Forest for the Trees
And so you want to know of truest song written in the fluid concentricity of wood the import of which of the mannish can hardly know, being kin to Kyne, as they call her, and thereby children of open skies, and not of good grounded greenery. Or, as with our taller cousins, wanting what lies beyond it. This is terrifying to us for trees are the pillars of our house and, each and every one is a pole for a thousand circle dances of playing, dancing, singing, in a manner not unlike the secret avian knowing of the nest as a compass point. And it is true some of our greatest wizards gained their wisdom by learning bird-language and speaking with the birds. Put that aside like a clean-picked bone, for what I am saying is the forest canopy is the utmost limit, and the sky is merely distant fancy. Except, perhaps, for the birds, and this might be where they get their secrets, but this is not a story about birds, it is a story about us.
Y'ffre is a dancer and a singer and these things are viewed as soft refinements of the polished, but our able-footed savagery puts all to shame with a poetry more terse and lucid. Because the song we talk about is not in the piping of bone-pipes and the blowing of the tusk-bugles and the beating of the taught skin of a drum, these things being just echoes of dead things. It is in the susurration of the trees, the creaking of the boughs and chorus of hooting, roaring, grunting and trilling in an orgy of life that surrounds these enduring solemn notes for their greater glory.
I sing into this song a sympathetic note, one of the wood folk meandering through the forest on the hunt. Not The Hunt, mind, for to dwell on this terrifying image would be contrary to the nature of this particular song, which is a hymn more than anything else. But he was appropriately fearful of old Hunts, of course, on the lookout, for example, for Cackling Crow who haunts this place, and who might just flutter down casually like any other crow only to knock up his beak so it sits tall like a mitre at the top of his head and reveals the strange fanged mouth with which he licks and gibbers... But I hit a bad note, and must struggle to make do and return the rhythm of the song.

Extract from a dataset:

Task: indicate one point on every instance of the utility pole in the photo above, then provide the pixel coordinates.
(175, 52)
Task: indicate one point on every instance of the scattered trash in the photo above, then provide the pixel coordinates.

Softly steps the mer with his worshipful tread. Fear and awe go hand in hand, after all, and this respectful fear never leaves us even when we venture into the cavernous cities of our cousins, where our light feet are sometimes seen as predatory, like those of cats, instead of the motions of prayerful prey, of the sort that is careful, rather than merely afraid. In addition to being predatory, I mean, for our hero here is a predator hunting for his next meal, bow of horn in his hand and bone arrows bristly in his hide quiver like the back of a boar.
All of his senses are bent to the music around him, so that not the tiniest acorn could fall from the foliage without disturbing his thought and leaving the place which he occupied with not so much as a trembling leaf to sing of his passing. He meanders swiftly and serenely over the undergrowth like a river, the drumbeat of his heart beating in his chest, triumphantly mortal, exalting in the tune of life, but all this tripping of the light fantastic is a tiring thing. Y'ffre captures the sunlight in his leafy green net and breaks its back so it spills in a dappled green mosaic across the scene, but even then, under the shade, it is still very hot for all this play. So he leans against a bole to steady himself and return to rhythm. And while in this reverie, from the branches above a tiger slips down, pinning him under its enormous striped orange bulk and crushing his windpipe that he might pipe no more.

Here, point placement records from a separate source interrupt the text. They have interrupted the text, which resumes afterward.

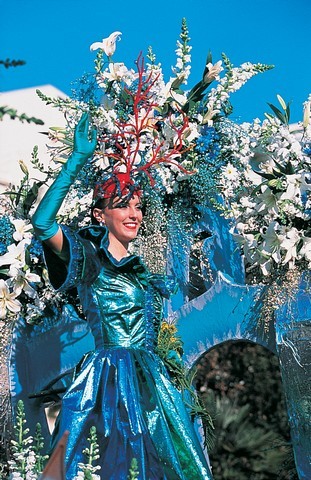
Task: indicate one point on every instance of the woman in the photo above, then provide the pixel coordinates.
(122, 388)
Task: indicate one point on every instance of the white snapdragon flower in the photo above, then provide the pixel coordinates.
(108, 45)
(289, 244)
(230, 172)
(305, 251)
(213, 71)
(271, 242)
(117, 72)
(267, 202)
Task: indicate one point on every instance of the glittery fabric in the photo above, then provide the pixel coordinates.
(122, 387)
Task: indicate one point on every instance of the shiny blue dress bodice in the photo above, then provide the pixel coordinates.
(122, 388)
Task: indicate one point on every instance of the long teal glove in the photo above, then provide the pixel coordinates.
(44, 223)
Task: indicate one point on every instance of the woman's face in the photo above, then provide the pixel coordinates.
(122, 218)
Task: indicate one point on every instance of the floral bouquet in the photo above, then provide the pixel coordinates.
(267, 187)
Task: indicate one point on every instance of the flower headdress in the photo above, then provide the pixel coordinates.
(142, 137)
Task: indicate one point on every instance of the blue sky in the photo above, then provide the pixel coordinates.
(54, 39)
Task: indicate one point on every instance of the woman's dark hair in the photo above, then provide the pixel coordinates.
(101, 203)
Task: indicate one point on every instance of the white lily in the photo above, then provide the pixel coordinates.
(22, 230)
(289, 244)
(272, 242)
(108, 45)
(8, 300)
(305, 251)
(15, 256)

And so it goes, but we know the song doesn't end there. The tiger feeds, and his blood soaks the earth and he cumbers the plants, which carry on the song, and though he dies but one death, he is but the punctuation to Y'ffre's music, which itself is born and reborn in its slow perpetual symphony of immanence and life. And so mortality is all too brief, but to let it end there is like not seeing the forest for the trees.